私が仕事と子育ての両立ができているのは、周囲の理解と支援があってこそ。これまで2回の育児休暇を取得し、現在は8時半から15時半までの時短勤務で働いています。終業時間が15時半というのは早い方だと思うのですが、認めてもらえる環境があることはありがたいですね。
これは子育てに限らず、趣味に関することでも一緒です。私は海外旅行が好きなので、以前は周りに相談して、思い切って2週間くらい休暇を取って海外に行ったことがあります。そういうことも実現できる環境があるので、遠慮せず周りを巻き込んで相談してほしいですね。

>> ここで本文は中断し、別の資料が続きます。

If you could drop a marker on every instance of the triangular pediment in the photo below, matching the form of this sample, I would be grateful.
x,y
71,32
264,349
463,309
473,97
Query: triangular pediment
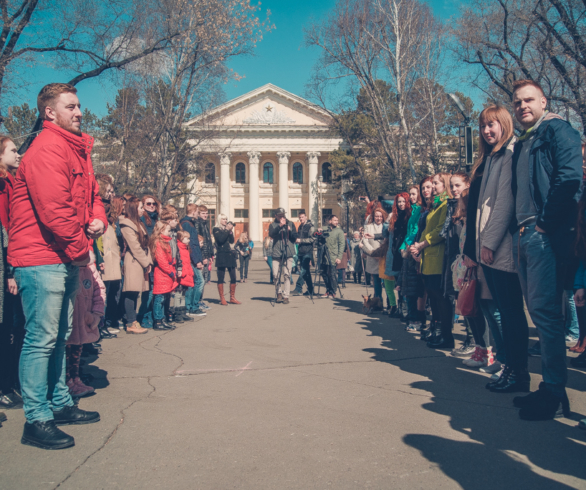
x,y
267,106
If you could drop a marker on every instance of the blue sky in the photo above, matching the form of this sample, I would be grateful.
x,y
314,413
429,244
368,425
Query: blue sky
x,y
280,58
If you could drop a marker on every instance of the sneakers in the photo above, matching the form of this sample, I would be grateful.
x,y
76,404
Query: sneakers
x,y
78,389
45,435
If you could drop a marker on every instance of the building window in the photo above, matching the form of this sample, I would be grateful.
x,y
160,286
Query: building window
x,y
240,173
210,173
297,173
296,212
211,219
326,173
267,173
268,213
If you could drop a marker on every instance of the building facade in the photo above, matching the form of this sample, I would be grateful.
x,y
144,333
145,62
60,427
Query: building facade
x,y
270,149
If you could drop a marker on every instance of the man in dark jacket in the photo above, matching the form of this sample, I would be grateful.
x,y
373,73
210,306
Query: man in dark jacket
x,y
207,248
305,242
193,295
284,236
56,212
547,172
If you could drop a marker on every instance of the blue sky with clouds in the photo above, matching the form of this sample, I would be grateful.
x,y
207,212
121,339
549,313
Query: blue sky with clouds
x,y
281,57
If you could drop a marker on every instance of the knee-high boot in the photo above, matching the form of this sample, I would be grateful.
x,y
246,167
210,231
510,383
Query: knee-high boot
x,y
221,291
233,299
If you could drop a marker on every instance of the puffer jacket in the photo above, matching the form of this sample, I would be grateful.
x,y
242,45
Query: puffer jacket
x,y
187,273
90,299
165,272
55,198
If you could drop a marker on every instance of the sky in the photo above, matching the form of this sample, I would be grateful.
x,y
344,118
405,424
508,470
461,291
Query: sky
x,y
280,58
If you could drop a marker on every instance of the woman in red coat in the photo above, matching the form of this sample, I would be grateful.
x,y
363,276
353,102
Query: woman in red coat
x,y
165,275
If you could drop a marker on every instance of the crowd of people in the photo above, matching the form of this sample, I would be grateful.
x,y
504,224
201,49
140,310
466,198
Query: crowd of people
x,y
81,264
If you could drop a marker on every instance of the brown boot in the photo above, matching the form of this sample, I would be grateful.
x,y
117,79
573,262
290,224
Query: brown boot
x,y
136,328
233,299
221,291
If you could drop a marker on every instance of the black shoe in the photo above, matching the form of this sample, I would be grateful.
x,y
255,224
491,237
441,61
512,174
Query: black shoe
x,y
543,405
161,325
534,398
441,343
105,334
513,382
74,416
45,435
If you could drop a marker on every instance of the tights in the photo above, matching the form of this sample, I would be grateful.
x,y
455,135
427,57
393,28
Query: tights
x,y
222,271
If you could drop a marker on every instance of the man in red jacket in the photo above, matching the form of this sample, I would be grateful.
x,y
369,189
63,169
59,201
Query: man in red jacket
x,y
56,212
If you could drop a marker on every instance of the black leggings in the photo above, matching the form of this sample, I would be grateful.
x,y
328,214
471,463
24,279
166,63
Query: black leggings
x,y
222,270
130,301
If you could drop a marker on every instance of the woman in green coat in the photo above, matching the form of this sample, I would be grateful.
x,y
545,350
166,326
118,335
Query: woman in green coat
x,y
431,249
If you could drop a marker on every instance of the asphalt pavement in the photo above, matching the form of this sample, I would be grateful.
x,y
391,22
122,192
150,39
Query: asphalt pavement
x,y
313,394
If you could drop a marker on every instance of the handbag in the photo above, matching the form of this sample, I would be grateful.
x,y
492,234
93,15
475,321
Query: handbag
x,y
467,296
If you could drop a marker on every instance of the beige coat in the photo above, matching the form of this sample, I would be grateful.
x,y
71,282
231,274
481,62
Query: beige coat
x,y
111,255
136,260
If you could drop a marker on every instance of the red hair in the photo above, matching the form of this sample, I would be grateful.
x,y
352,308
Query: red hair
x,y
395,213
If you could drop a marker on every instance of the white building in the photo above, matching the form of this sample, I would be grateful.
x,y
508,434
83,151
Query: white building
x,y
271,150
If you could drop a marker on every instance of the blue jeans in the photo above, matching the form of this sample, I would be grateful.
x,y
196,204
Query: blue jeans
x,y
48,295
542,284
193,295
304,273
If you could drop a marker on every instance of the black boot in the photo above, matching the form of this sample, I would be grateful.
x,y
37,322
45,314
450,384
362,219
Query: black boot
x,y
45,435
543,405
515,380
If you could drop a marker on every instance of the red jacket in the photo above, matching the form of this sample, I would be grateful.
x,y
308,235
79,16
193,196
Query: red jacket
x,y
165,274
186,278
6,191
55,199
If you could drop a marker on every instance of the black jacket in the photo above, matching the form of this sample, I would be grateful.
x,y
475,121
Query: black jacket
x,y
555,175
225,256
207,249
305,235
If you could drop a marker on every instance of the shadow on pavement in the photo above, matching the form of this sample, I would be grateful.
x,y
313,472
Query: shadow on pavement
x,y
503,451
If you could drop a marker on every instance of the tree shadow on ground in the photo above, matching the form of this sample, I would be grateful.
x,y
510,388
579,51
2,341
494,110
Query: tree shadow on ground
x,y
502,451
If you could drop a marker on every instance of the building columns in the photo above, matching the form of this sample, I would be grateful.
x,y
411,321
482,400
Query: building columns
x,y
225,183
284,180
254,231
312,159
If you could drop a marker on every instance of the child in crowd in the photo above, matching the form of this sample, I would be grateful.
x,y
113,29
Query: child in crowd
x,y
165,275
89,308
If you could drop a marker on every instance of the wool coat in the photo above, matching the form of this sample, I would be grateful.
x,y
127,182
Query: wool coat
x,y
90,301
136,259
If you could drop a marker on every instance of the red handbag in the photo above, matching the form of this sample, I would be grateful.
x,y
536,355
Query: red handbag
x,y
467,297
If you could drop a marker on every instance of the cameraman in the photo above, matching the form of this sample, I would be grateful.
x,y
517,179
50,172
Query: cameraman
x,y
332,255
284,235
305,254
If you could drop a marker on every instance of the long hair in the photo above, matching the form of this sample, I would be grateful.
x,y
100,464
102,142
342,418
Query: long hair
x,y
425,204
116,209
395,213
445,177
3,142
131,213
461,209
156,239
147,218
492,113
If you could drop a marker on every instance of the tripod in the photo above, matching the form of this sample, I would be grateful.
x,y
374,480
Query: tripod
x,y
322,250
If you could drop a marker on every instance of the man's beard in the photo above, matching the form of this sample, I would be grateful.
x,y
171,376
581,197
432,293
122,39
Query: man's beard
x,y
67,125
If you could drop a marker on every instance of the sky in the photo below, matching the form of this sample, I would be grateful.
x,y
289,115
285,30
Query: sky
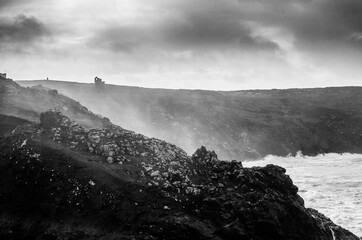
x,y
189,44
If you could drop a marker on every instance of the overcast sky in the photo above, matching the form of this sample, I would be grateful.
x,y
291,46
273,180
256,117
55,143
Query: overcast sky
x,y
205,44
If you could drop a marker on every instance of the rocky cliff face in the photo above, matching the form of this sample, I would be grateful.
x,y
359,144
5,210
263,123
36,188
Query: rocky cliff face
x,y
237,125
62,180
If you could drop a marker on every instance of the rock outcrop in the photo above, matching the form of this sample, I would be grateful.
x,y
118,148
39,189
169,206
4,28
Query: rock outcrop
x,y
61,180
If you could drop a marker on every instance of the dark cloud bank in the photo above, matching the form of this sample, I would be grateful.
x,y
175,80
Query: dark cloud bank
x,y
20,32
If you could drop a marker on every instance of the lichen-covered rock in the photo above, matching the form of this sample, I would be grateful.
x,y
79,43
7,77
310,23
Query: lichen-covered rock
x,y
101,179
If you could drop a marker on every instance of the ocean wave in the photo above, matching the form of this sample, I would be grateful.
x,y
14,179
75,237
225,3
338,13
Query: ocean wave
x,y
330,183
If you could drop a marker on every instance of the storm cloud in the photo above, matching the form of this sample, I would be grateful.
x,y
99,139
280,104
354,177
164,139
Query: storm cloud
x,y
20,32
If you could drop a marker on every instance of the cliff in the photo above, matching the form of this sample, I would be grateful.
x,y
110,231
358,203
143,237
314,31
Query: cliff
x,y
62,180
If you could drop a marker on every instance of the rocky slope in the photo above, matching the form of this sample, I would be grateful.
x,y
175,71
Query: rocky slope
x,y
62,180
28,103
237,125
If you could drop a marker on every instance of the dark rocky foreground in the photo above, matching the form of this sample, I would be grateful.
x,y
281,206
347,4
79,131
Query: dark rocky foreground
x,y
62,180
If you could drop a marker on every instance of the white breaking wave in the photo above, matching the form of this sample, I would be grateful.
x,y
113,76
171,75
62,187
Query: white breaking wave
x,y
330,183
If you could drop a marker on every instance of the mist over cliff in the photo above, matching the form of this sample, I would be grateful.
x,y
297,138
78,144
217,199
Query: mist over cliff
x,y
237,124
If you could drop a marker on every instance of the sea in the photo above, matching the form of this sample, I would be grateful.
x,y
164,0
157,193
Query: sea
x,y
330,183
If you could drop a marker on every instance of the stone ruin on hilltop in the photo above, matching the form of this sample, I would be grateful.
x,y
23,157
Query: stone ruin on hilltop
x,y
2,75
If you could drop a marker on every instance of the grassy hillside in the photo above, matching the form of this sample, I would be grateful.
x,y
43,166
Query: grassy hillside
x,y
238,124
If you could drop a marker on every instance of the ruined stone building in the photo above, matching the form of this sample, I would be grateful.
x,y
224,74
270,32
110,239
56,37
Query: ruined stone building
x,y
98,82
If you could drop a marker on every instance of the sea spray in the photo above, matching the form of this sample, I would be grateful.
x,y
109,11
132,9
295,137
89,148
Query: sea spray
x,y
330,183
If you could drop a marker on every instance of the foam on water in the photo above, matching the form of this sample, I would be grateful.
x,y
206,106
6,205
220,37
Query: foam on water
x,y
330,183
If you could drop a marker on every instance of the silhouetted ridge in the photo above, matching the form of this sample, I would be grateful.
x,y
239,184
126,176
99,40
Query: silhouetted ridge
x,y
62,180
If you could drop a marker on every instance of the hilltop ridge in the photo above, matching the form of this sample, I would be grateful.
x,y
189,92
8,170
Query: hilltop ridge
x,y
61,179
242,125
107,183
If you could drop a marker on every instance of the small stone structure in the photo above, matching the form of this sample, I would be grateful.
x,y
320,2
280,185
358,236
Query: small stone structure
x,y
98,82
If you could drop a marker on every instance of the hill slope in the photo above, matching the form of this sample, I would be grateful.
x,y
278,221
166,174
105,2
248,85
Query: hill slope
x,y
60,180
237,125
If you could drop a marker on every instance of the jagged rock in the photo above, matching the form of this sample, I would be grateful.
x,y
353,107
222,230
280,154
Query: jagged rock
x,y
110,160
50,119
259,203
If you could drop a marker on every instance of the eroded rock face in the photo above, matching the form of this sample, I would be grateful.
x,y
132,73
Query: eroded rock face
x,y
50,119
116,181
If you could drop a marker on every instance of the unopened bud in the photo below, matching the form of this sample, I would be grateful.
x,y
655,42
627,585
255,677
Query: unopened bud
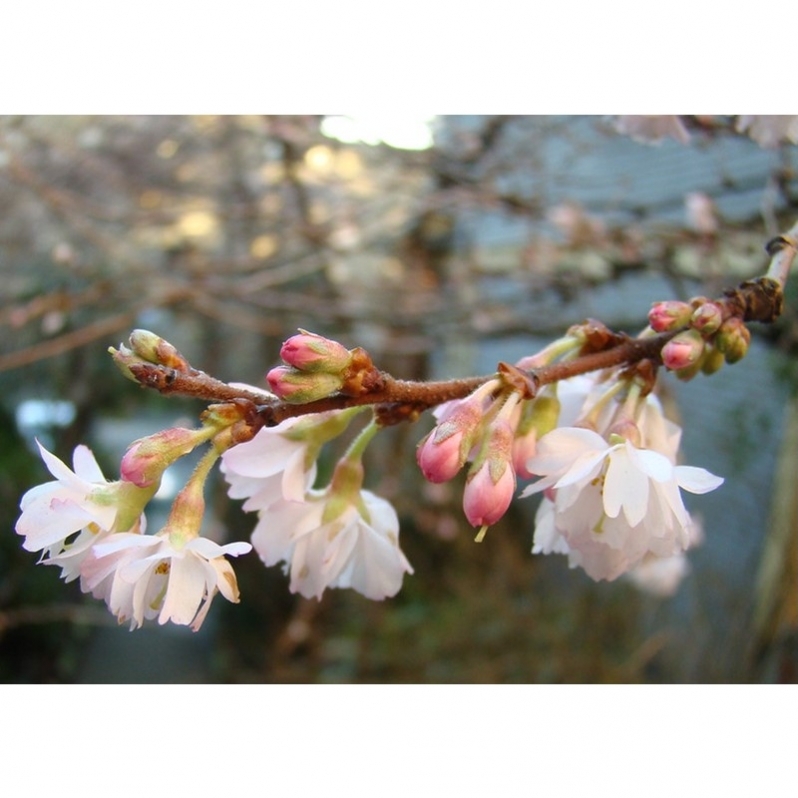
x,y
124,358
443,452
712,361
538,417
707,318
733,339
300,387
683,350
147,458
310,352
491,482
154,349
670,315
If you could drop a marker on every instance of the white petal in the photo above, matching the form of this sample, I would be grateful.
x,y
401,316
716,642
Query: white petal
x,y
185,590
696,480
625,486
86,466
558,449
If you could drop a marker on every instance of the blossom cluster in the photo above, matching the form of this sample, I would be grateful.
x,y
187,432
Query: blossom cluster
x,y
597,447
339,536
95,531
605,459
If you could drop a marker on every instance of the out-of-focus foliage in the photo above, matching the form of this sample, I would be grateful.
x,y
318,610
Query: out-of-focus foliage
x,y
225,234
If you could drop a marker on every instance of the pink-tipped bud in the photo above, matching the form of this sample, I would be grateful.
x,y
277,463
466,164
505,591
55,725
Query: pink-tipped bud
x,y
440,460
147,458
524,448
707,318
491,485
444,451
310,352
300,387
733,339
124,358
683,350
670,315
154,349
713,360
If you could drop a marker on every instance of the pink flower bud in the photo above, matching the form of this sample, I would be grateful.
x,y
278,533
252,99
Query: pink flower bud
x,y
440,460
707,318
683,350
733,339
154,349
670,315
486,501
444,451
147,458
310,352
524,447
300,387
490,487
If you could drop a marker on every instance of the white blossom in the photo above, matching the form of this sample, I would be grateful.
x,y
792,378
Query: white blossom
x,y
147,576
611,503
359,548
268,467
65,517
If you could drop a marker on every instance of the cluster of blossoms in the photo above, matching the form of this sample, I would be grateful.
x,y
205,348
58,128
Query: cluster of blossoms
x,y
592,440
95,530
604,455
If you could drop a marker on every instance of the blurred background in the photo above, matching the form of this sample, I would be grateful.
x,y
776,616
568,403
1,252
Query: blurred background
x,y
442,245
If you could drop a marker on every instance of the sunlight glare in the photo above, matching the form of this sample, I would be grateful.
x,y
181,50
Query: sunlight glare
x,y
402,131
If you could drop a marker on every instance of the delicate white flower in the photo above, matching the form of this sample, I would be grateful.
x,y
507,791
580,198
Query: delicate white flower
x,y
652,129
63,518
144,576
359,548
269,467
769,131
661,576
611,503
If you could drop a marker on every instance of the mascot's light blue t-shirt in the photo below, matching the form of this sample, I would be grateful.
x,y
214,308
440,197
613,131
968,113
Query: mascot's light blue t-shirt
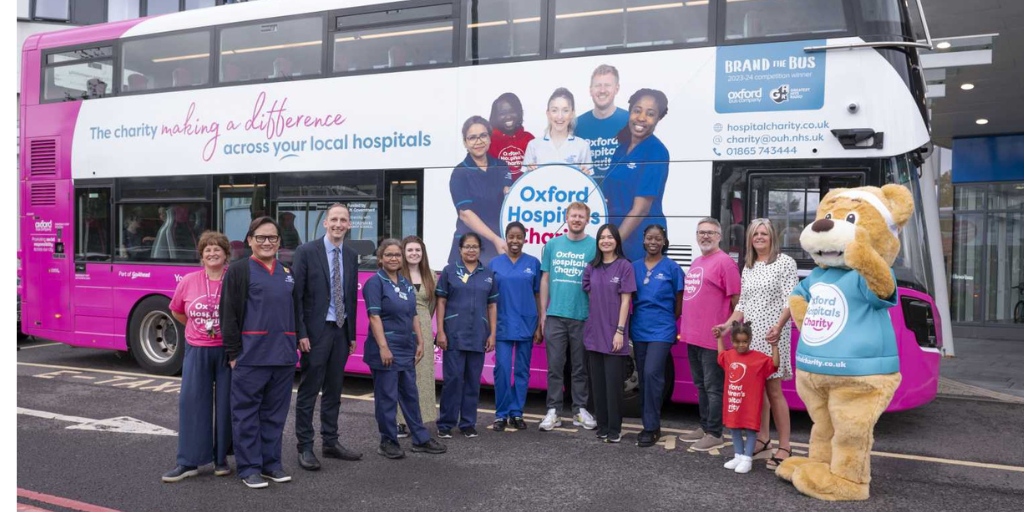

当社で働く上で大事にしてほしい価値観は、いろんなことに疑問を持つこと。それが社内の改善につながることもあるので、些細なことでも関心を持てるといいのかなと感じています。新しい分野に対しても、積極的に提案してもらえると心強いですし、一緒に世界の情勢についていけるように、会社の発展に貢献していきたいですね。
また、1人で壁を乗り越えようとせず、社内には各分野のプロフェッショナルが在籍しているので、その人たちも巻き込んで知識を吸収してほしいです。1人で仕事を成し遂げることが一人前の証ではありません。頼られる側は嫌な気持ちにはなりませんから、わからないことはどんどん周りに聞いてください。家畜を飼うプロであるお客様に教えていただくこともたくさんありますし、そういう姿勢は可愛がられ受け入れてもらいやすくなります。
小さな成功体験でも積み重ねていけば自信になると思いますし、時には失敗してもいいと思うんです。そういう失敗も含めて、素直に受け入れることが成長への近道だと考えています。